31 de agosto de 2014

Allá donde fuiste feliz...

No puedo precisar cuándo dejé de fumar. Sé que era verano, y que el hostigamiento de mis hijas tuvo mucho que ver. Me veía obligada a fumar a escondidas, rápido e intranquila por si aparecían en cualquier momento cansadas de jugar o de pasear medianamente lejos de donde me hallaba. El tabaco me producía una adicción particular regida por costumbres o convicciones, por ejemplo: nunca se fumaba en casa, por tanto nunca tenía deseos de fumar dentro de ella, ni tan siquiera cuando había invitados a cenar y ellos sí fumaban en el salón o en la cocina. Tampoco tenía deseos de fumar durante los embarazos y el periodo de lactancia. En cuanto conocía mi estado, automáticamente aparecía una intolerancia al humo o cualquier otro elemento externo que pudiera causar el más mínimo daño a ese ser indefenso que crecía dentro.

Había llegado un punto en el que el tabaco ya no era un placer, era como una traición. Los diez minutos que duraban sus caladas eran estrés. Fumar el los váteres de un colegio de monjas a los catorce años tiene su punto de rebeldía y su aliciente, esconderse a los cuarenta ya no tenía aliciente, era algo patético, o cuando menos, ridículo. Así que un día dije hasta aquí, y, tras una última calada a un cigarrillo de sobremesa, tiré a una papelera el resto del paquete.

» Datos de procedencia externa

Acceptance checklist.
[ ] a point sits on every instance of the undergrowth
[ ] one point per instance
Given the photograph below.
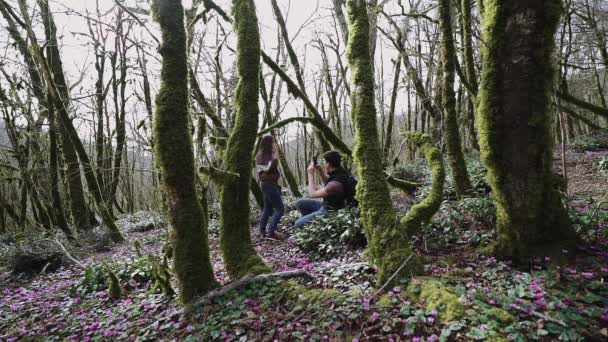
(332, 234)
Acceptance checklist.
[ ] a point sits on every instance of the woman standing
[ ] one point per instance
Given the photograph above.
(267, 168)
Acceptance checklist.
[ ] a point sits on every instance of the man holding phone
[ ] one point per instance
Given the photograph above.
(329, 197)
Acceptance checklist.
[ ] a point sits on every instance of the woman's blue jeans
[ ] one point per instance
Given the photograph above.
(310, 209)
(272, 202)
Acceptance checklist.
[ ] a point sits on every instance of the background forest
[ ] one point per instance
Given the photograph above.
(477, 131)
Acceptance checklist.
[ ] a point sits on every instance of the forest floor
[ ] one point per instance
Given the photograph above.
(462, 295)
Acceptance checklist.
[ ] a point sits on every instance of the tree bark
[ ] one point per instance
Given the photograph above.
(462, 184)
(239, 255)
(388, 245)
(173, 151)
(515, 127)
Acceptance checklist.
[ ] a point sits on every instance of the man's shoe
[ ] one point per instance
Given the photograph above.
(275, 237)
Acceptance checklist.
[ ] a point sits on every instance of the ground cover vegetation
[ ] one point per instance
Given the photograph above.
(476, 131)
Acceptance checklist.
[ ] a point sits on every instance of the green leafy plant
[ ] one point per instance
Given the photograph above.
(332, 234)
(134, 271)
(466, 221)
(602, 165)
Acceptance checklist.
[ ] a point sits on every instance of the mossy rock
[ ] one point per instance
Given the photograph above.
(437, 296)
(501, 316)
(301, 293)
(496, 337)
(385, 301)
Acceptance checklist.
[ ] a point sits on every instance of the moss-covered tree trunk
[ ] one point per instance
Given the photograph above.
(174, 153)
(514, 124)
(389, 245)
(55, 195)
(239, 255)
(462, 184)
(466, 22)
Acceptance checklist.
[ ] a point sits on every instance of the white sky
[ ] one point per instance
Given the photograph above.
(77, 53)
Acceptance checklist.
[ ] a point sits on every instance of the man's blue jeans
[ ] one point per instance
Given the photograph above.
(272, 201)
(310, 209)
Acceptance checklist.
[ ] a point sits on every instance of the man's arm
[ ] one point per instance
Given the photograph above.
(322, 173)
(312, 187)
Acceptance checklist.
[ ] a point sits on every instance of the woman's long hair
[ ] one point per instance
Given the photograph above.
(265, 152)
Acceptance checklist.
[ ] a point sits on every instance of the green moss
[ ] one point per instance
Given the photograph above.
(114, 288)
(295, 291)
(424, 211)
(174, 152)
(530, 214)
(239, 255)
(436, 296)
(389, 247)
(501, 316)
(161, 276)
(462, 183)
(385, 300)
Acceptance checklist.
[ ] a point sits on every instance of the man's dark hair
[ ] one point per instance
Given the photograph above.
(333, 158)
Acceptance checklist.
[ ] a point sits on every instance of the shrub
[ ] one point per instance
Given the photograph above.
(332, 234)
(414, 171)
(469, 220)
(141, 221)
(132, 272)
(602, 165)
(594, 141)
(477, 175)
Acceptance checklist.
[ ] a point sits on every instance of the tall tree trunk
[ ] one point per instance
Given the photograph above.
(469, 64)
(515, 127)
(389, 247)
(55, 196)
(240, 257)
(173, 151)
(391, 114)
(462, 184)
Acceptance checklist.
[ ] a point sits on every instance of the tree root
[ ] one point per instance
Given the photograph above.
(244, 281)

Hoy he sentido la tentación. He extraído un paquete de una máquina en un bar (para otro post el lujo en el que se están convirtiendo vicios antes al alcance de todos, en donde incluiré tristes historias que me contaban mis abuelos sobre la necesidad de generarlos en la posguerra para poder canjearlos por raciones de comida). He encendido ese cigarrillo con todo su ritual, he dado la primera calada amarga como la hiel, áspera como la lija y abrasiva a su paso por la garganta. El humo a penas ha sido retenido en los pulmones, que lo han exhalado expulsado rapídamente como a un indeseable intruso. La segunda ha sido casi igual de amarga, ya no tan áspera y menos abrasiva, pero ligeramente mareante. He esperado algo más de tiempo para dar la tercera, a ver si se iba despejando el aturdimiento. Pero no ha sido así, la sensación vertiginosa iba a más... Aun así, he dado otro par de caladas más. Entonces ha aparecido una extraña sensación de debilidad generalizada, como si las piernas fuesen de plastilina, como si ningún músculo respondiese a la orden de tenerse en pie o de sostener un vaso... estoy por decir que era una sensación de agradable abandono, como deshacerse. Suerte la mía que estaba sentada, mirando a las palomas chapuzar en la fuente de la plaza para aliviar este calor asfixiante del último día de agosto.

He decidido apagar el cigarro. He esperado una media hora hasta apurar el patxaran, buena excusa para recuperar mi ser. Y lentamente he echado a andar dejando deliberadamente el paquete olvidado sobre la mesa. Y es que ya lo dijo el poeta: Donde un día fuiste feliz no debes volver jamás.